J'identifie à l'aide d'un (x) les éléments qui m'apparaissent comme les plus pertinents pour me permettre de rétablir mon statut de lombalgique.

Concernant ma préparation physique, j'abandonne :

mes échauffements préalables

toute préparation physique

tous mes exercices de verrouillage du bassin

mes renforcements abdominaux

le renforcement de mes quadriceps

mes renforcements dorsaux

les étirements des muscles de l'arrière de mes cuisses

les étirements de mon dos

les étirements des fléchisseurs du bassin

toutes mes activités sportives

mes exercices de vigilance

ma mobilisation physique contre la douleur

Concernant ma préparation mentale, j'abandonne :

mes techniques de relaxation

ma mobilisation mentale contre la douleur

Concernant le terrain, j'abandonne toutes précautions concernant les embûches et contraintes :

sur mes muscles

sur mes facettes

sur mes disques

sur mes racines nerveuses

Concernant mon statut de lombalgique, je reprends quelques rôles sociaux profitables comme :

le toxico

le mytho

l'agressif

l'infantilisé

le déprimé

l'obstiné

l'irresponsable

le vampire.

le mercenaire

autres...

Concernant ma douleur chronique, je m'assure de la récupérer  :

en ignorant les inconvénients qui vont inévitablement surgir à l'approche de la guérison (ou d'une amélioration sensible)

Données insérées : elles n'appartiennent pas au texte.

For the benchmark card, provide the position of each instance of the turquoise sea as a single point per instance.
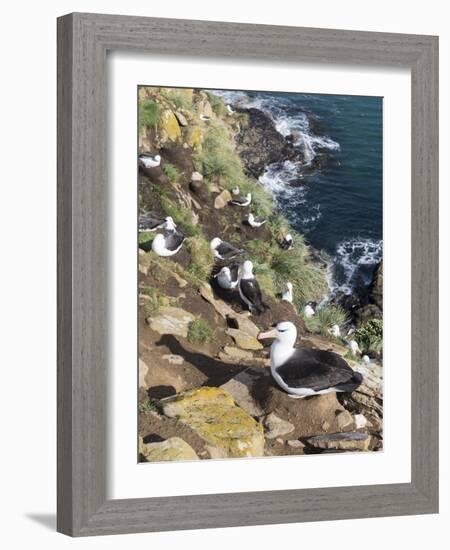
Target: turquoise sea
(336, 203)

en ne trouvant pas de solutions visant à éliminer les inconvénients de la guérison

Concernant ma douleur chronique, je la maintiens grâce aux effets secondaires des médicaments suivants :

les narcotiques

les barbituriques

les tranquillisants et les anti-anxiolytiques

les antidépresseurs

les anti-inflammatoires

Concernant mon efficience personnelle, je la réduis au maximum en :

reprenant des traitements à base d'injections

suivant des traitements exotiques

collectionnant des objets destinés à ma guérison

dénigrant toute forme d'auto-traitement

créditant mes médicaments pour les progrès que je fais.